Rather turn we to the opposite wall, where you perceive the sweet confusion of armor and spears. That great shield which seems to crowd the very rafters — look well upon its intricate tracery: the earth and the sky and the sea, and the sun and the moon and all the stars; and two cities withal, one irradiated with the light of peace and one beclouded with the shadow of war; and the vineyard, with its merry youths and maidens and the boy playing on a harp of gold and singing a pleasant song; and round about the shield the river of Ocean. Yes, in truth, ’t is none other than the shield of Achilles, which Hephæstus wrought him. And there beside it are the corselet brighter than fire and the helmet ridged with gold. And sloping athwart the armor — for you will observe that it is too long to stand erect — is the mighty spear that Cheiron cut on the top of Pelion to be the death of many. Yes, Sir, you are quite right; ’t were as much beyond our puny power to lift that royal weapon, as to draw the stout bow which arches the space beyond. Odysseus brooked no rival in that feat, you remember.

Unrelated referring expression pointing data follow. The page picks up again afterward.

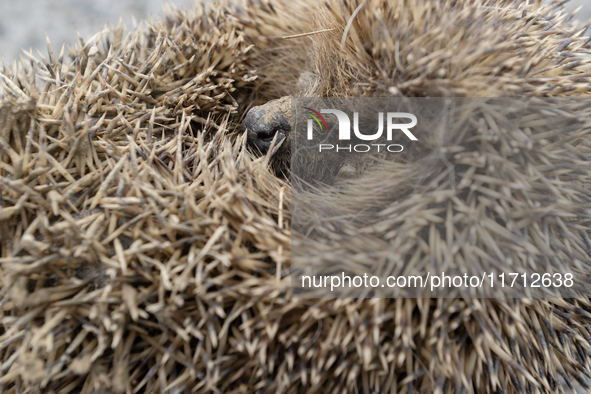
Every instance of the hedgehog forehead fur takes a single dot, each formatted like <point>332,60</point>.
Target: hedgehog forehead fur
<point>144,248</point>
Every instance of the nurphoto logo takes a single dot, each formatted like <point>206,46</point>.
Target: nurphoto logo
<point>345,130</point>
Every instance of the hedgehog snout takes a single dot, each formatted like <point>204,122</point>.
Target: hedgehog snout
<point>262,123</point>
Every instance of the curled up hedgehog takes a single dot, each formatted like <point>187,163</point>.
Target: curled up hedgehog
<point>145,241</point>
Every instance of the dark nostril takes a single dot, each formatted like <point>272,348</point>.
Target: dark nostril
<point>262,123</point>
<point>266,137</point>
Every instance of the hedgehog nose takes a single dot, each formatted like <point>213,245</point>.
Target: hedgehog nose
<point>262,123</point>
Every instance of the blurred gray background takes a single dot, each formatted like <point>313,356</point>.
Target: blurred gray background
<point>23,23</point>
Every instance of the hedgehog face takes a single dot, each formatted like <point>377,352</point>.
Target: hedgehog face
<point>267,122</point>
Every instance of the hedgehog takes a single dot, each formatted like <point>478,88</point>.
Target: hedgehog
<point>146,243</point>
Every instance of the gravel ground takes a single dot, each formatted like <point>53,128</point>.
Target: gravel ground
<point>23,23</point>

And no less worthy of your view are those two sturdy shafts which tower side by side on yonder panel. The nearer one with its ebon staff, which Bladud made by magic art of yore, was wielded by the fair Britomart. The farther, of celestial temper, the mighty Ithuriel bore. Why are they placed side by side? Ah, Sir, ’t is a dreamer’s whim. Mayhap the causes in which they were wielded were not unlike. Nor is it wholly by chance that yon white shield with a red cross in the midst hangs near the two spears. The shield was Galahad’s.
And now, Sir, I will not detain you longer from the unreal world of everyday affairs which lies beyond the door. Perchance some other day, if you will deign to visit me, we may go together to an ante-room where we shall look upon Antony’s sword, Philippan, and Cæsar’s yellow blade, Crocea Mors, and the much-dinted iron helmet of Cromwell, and the pathetically tiny suit of armor which a zealous smith wrought for a Stuart kinglet. And perchance too we may peer for a moment into a recess behind a panel, where Don Quixote’s basin helmet, and Falstaff’s pudding shield, and the arms of Hudibras, lie gathering oblivious dust.
Ah, Sir, I am sorry to see you go, for it is a rare privilege to renew mine ancient rapture in my Armory with a congenial spirit. Moreover, there is a chill in the air outside. But here, Sir, allow me to offer you this old cloak which lies upon the window-seat. Do not despise it for its antiquated look, for it hath an excellent history. Jack the Giant-killer received it from his uncle in Cornwall. It is the cloak of Invisibility.